Может, потому Бальдульф и держался особняком среди прочих, не разделяя с ними ни бесед, ни вина, ни общества. Если что-то и могло заставить его явиться в общий шатер, используемый «Смиренными Гиенами» для сборов, то лишь прямой приказ Вольфрама.
Это неизменно удивляло Гримберта. Этого он не мог понять, несмотря на все свои наблюдения. Отчего этот грозный лесной демон, принявший человеческое обличье, этот чертов Мьедвьедь, способный растерзать любого противника голыми руками и не терпевший над собой ничьей власти, так покорно выполнял приказы Вольфрама Благочестивого? По всему было видно, что ему не занимать опыта, а если дойдет до схватки меж ними, шансов на победу у Вольфрама не больше, чем у мальчишки, вооруженного пращой, одолеть исполинского «Великого Горгона» герцога де Гиеннь. И все же, стоило Вольфраму отдать приказ, как Бальдульф, этот могучий озлобленный на весь мир волк, покорно клацал зубами и отправлялся исполнять поручение.
Вольфрам…
Гримберт хотел бы изгнать из памяти это имя, однако оно поселилось в мозгу, сгустившись где-то у темени крохотной и очень тяжелой опухолью. Эта опухоль неизбежно завладевала всеми его мыслями, она правила его страхами и окрашивала чувства. Даже не опухоль, а осколок засевшего в мозговых оболочках шрапнельного снаряда, вызывающий страшный зуд, который он бессилен был извлечь.
Вольфрам.
Гримберт не осмеливался произносить это имя даже мысленно, ему казалось, что он катает во рту отравленный плод какого-то смертельно опасного растения или шарик крысиной отравы.
Вольфрам.
Властитель «Смиренных Гиен», железной рукой управляющий стаей свирепых лесных хищников. Самовольный захватчик маркграфских земель, так ловко свивший логово в Сальбертранском лесу, что даже отцовские егеря не сознавали истинной картины происходящего. Трусливый садист и хитроумный интриган, который дважды обвел его вокруг пальца, причем с оскорбительной легкостью, как ярмарочного дурачка.
Чем больше Гримберт всматривался в его лицо, тем больше недоумевал, пытаясь понять, как этот самодовольный тиран, чванливый невежа и скудоумный выродок, принявший оскорбительно неуместное прозвище Благочестивого, обрел власть над выводком лесных хищников, способных в легкую растерзать на лоскуты даже прожженного и прокопченного пороховым дымом головореза.
Он явно не был достаточно силен, чтобы завоевать уважение в разбойничьей среде так, как это делает большинство вожаков. Тяжелый в движениях, неуклюжий, отрастивший по меньше мере четыре лишних стоуна[22] веса на дряблых боках, он не любил брать в руки оружия, а если брал, то обращался с ним неумело и неловко. Он кряхтел даже если ему приходилось натягивать сапоги без помощи Ржавого Паяца, и в повседневной жизни скорее походил на ворчливого старика, чем на заядлого бретера или хитрого головореза.

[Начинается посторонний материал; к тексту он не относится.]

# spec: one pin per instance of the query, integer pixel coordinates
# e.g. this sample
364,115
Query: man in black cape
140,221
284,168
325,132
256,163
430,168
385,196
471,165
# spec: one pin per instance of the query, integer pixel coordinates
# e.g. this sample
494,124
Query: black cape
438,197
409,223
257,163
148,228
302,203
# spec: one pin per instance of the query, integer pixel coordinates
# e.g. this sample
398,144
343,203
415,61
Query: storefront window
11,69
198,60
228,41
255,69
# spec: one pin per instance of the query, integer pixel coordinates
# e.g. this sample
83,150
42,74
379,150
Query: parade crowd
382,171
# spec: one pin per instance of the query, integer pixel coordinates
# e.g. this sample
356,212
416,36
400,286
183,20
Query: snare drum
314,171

Представить его на ристалище, с кинжалом ли, с аркебузой ли, было совершенно невозможно. Даже тот коварный удар, которым он наградил Гримберта в памятный день их знакомства, не был признаком мастерства, скорее, обычной в среде лиходеев уловкой, до которых многие из них большие мастера. Если бы Вольфраму довелось выйти на бой против любого из своих «офицеров», Гримберт не колеблясь поставил бы полновесный флорин на его противника, кем бы он ни был. А Бальдульф и вовсе разорвал бы его в клочья со связанными за спиной руками. Нет, власть Вольфрама Благочестивыми над сборищем кровожадных гиен зиждилась явно не на силе. На чем-то ином.

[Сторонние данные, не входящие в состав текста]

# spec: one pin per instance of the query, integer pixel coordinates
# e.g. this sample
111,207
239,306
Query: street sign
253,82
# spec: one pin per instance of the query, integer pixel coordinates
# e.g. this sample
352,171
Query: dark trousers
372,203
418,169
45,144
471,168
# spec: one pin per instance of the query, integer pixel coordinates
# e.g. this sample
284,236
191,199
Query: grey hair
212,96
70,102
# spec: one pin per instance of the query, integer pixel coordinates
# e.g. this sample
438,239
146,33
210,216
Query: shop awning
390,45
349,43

Быть может, он стяжал себе лавры превосходного военачальника, принося своему грязному воинству бесчисленные победы? Нет, едва ли. В этом Гримберт убедился со временем, вынужденный слушать, как Вольфрам общается с разведчиками и патрулями из числа своего крысиного воинства, как ставит задачи и разграничивает зоны. Его представления о руководстве знаменами не сильно отличалось от представлений диких вендов, разве что его люди были куда лучше вооружены. Он явно не имел ни малейшего понятия о таких тактических приемах, как дебуширование, эксфильтрация или пехотный караколь, и даже в засадном искусстве, принесшем ему победу, проявлял больше звериную хитрость и смётку, чем понимание их боевой сути.

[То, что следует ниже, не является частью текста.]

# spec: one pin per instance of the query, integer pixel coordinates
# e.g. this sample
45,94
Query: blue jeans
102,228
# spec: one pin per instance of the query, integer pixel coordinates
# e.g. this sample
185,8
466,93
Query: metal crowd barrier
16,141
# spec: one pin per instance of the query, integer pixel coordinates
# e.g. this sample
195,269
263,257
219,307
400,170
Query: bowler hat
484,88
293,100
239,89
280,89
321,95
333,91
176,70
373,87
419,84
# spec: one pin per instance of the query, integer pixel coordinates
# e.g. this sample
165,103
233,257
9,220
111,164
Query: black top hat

Черт возьми, даже читать он толком не умел, если ему приходилось разбирать обозные ведомости, прикидывая сколько боккале[23] пороха осталось, он звал себе на помощь кого-то офицеров, и долго ворчал, пытаясь сложить самые простые числа.
Он вовсе не злой гений, с горечью понял Гримберт, грызя отдающую плесенью хлебную корку. Не величайший разбойник, не отъявленный хитрец и не дьявольский посланник. Он просто проявил толику звериной хитрости там, где он сам, Гримберт, проявил самонадеянность и гордыню. Если бы он не гнал «Убийцу» полным ходом, отбившись от верного «Стража»… Если бы проявил осмотрительность и вовремя заметил засаду… Если бы…
Нет, подумал Гримберт, этот мерзавец не просто талантливый разбойник, которому судьба в силу какой-то прихоти послала удачу. Тут что-то другое. Что-то, чего я пока не могу понять, но что обязательно пойму — пойму еще до того, как услышу его предсмертный визг на Туринской дыбе…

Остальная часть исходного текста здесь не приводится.